Quelle est la réglementation applicable aux actifs financiers tokenisés ?
Le droit français réglemente les émissions de titres financiers sous forme de security token. En effet, un décret d’application du 24 décembre 2018 issu de l’ordonnance du 8 décembre 2017 est venu confirmer la possibilité d’utiliser la blockchain pour la transmission et l’inscription de titres financiers sur celle-ci.
Pour l’émetteur
Lorsqu’un émetteur de jetons souhaite tokeniser un actif financier, celui-ci devra connaître la qualification juridique du token émis. Pour ce faire, il devra analyser sur quel type d’actif financier sous-jacent le token est adossé. Il pourra passer par une STO s’il souhaite lever des fonds pour financer un projet ou se contenter de numériser une valeur mobilière sur la blockchain en passant par une société spécialisée. Dans ces deux cas, le jeton sera qualifié de security token.
De même, l’opération de levée de fonds est qualifiée de STO lorsque les tokens peuvent être qualifiés d’actifs financiers et que l’offre de jeton est une offre au public de jetons de titres financiers au sens de l’article L.411-2-1 1 °du Code monétaire et financier.
En France, les STO sont encadrés et soumises à la législation « prospectus » des IPO ainsi qu’à la directive européenne du 15 mai 2014 dite « MIF2 ». Cela signifie que les STO doivent être enregistrés à l’AMF et passer par une procédure de vérification d’information. L’émetteur devra procéder à la rédaction d’un document d’information dit « prospectus ».
Sauf exception, l’article 211-2 du Règlement Général de l’Autorité des Marchés Financiers dispose que lorsque le montant total d’une offre de titres financiers n’excède pas 8 millions d’euros dans l’Union européenne, celle-ci n’est pas considérée comme une offre au public soumise à la législation prospectus.
Ainsi l’investisseur devra seulement transmettre un document d’information synthétique (DIS) avec des mentions obligatoires, qui ne sera pas soumis à un visa de l’AMF, conformément aux dispositions de l’article 212-44 du Règlement Général de l’Autorité des Marchés Financiers (RGAMF).
L’émetteur du token devra également respecter les procédures de KYC pour l’identification et la vérification de l’identité des investisseurs et la mise en place de dispositifs de conformité (obligations liées à la LCB-FT).
Bon à savoir : le 6 mars 2020, l’AMF a publié une note relative à la réglementation des STO qui faisait état de l’interdiction, pour les SAS, de recourir à une offre au public de titres financiers. Cette interdiction relève des dispositions de l’article L.227-2 du Code de commerce.
Selon l’AMF, les SAS souhaitant lever des fonds pourraient recourir à une offre de financement participatif sous les conditions suivantes :
- Que l’offre soit inférieure à 8 millions d’euros ;
- Que l’offre vise plus de 149 personnes ;
- Que le montant par titre soit inférieur à 100 000 € ;
- Passer par un site de financement participatif.

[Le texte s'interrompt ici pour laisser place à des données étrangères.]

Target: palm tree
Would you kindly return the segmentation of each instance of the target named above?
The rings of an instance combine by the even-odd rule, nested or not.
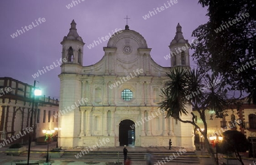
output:
[[[229,100],[228,90],[222,86],[221,76],[204,73],[199,70],[176,67],[166,73],[168,79],[162,89],[162,101],[159,108],[167,112],[167,117],[173,117],[184,123],[193,125],[203,135],[209,153],[215,160],[214,154],[207,137],[205,111],[211,110],[217,118],[226,113]],[[217,79],[218,78],[218,79]],[[181,115],[189,115],[186,107],[192,105],[199,114],[204,130],[195,122],[196,116],[190,112],[192,120],[183,120]],[[215,162],[215,161],[214,161]],[[217,164],[217,163],[216,163]]]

Pour les plateformes d’échanges
Comme pour une ICO, l’échange du jeton sous forme de security token sur un marché secondaire reste primordial afin de trouver des liquidités. En revanche, lorsque le token est qualifié de security token, l’échange de celui est strictement encadré. Dès lors que le token est listé sur une plateforme d’échange, la directive MIFID II impose que celle-ci désigne un intermédiaire agrée comme gestionnaire central. Il devra obligatoirement s’agir d’une personne morale ou être elle-même agréé comme tel.
En outre, d’autres contraintes réglementaires sont imposées lorsqu’une plateforme d’échange souhaite proposer l’achat (re)vente de security token.
Conclusion
La tokenisation des actifs financiers permet de créer de nouvelles opportunités d’investissements. La réglementation en vigueur sur les security token doit encore être précisée dans les années à venir. On peut déjà noter le projet de création d’un « Digital Lab » par l’AMF qui permettrait aux autorités nationales compétentes de lever, en contrepartie de garanties appropriées, certaines exigences imposées par la réglementation européenne.
À ce jour, la structuration de projets de tokénisation d’actifs financiers est très encadrée et doit être réalisée de manière rigoureuse afin d’éviter toute sanction de la part des régulateurs.